With the price of living rising by 9% in recent months - the highest in 40 years - and wages not keeping pace with inflation, people are undoubtedly having to make sacrifices to afford their bills (my gas and electricity bills have gone up 30% since April alone!). It’s no wonder therefore that entertainment non-essentials such as arena gigs are no longer as desirable. Add to that the number of trains being cancelled (in Scotland, anyway) and the drastic fall in taxi availability since the pandemic, it can often lead to a conclusion that leaving the house at night is a challenge not worth taking.


So, why are gig tickets so expensive these days? According to Jon Collins, chief executive of LIVE, there are rising cost pressures on the music industry from issues ranging from fuel prices, supply pressures with equipment for tours and the fact there’s an overspill of big arena gigs from 2020 and 2021 that were cancelled due to Covid.


As a result, gig ticket prices have shot up drastically and show little sign of coming down anytime soon. The price rise may be understandable to make up losses, but they’re at a level that is simply off-putting to a population now suffering their own financial hardships. In turn, this has resulted in tonnes of unsold tickets.



No one is asking for these tickets to be given away for free, but surely some common sense should prevail when it comes to the pricing of these events. The supply is there, but the demand is waning and it doesn’t sit right that the consumer is being expected to spend drastically more than they should expect to in this current financial climate. At the end of the day, pricing fans out of gigs results in fewer tickets bought, an artist playing to empty seats and disillusionment amongst a fanbase. Isn't it within the major label/organisers' interests to meet the public halfway?

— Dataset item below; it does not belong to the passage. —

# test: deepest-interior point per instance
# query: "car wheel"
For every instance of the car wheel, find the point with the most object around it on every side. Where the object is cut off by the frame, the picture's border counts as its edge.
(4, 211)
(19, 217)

Coughing up to see your favourite artists


Then again, feedback, when I asked about his issue on Twitter, saw some admit that they’d willingly - and often reluctantly - pay over the odds (£100 plus) to see their favourite artist. And it appears some artists will always have fans who'll do so. Bruce Springsteen is playing three nights in Dublin in May 2023 with tickets ranging from £82-133 for seated and £112 for standing. Even with the gig several months away, the vast bulk of tickets are sold out. I do love the Boss, but honestly not enough to pay those prices! Again, a decade ago I paid less than half the price for standing tickets at Hampden Park (£55).


Whilst elite artists may be pricing fans out of tickets, it’s not all doom and gloom. I’ve recently paid between £27 and £38 for plenty of excellent artists at the top of their game (Sam Fender, Idles, Fontaines D.C., Foals etc.) at medium-sized venues in Glasgow and Edinburgh. However, I do still worry that in the near future even gigs of this nature will drastically rise to at least the £50 mark.


I guess the most popular artists will always be the most expensive, but I don’t blame anyone who doesn’t want to pay the extortionate prices being asked. It’s just a shame that many music fans are increasingly being priced out and unable to afford to see many of their favourite artists. With the prices vastly increased over the past few years, we shouldn’t just accept the extortionate costs. Something needs to be done to make it more affordable and the elite artists shouldn't be taking advantage of their fans' loyalty.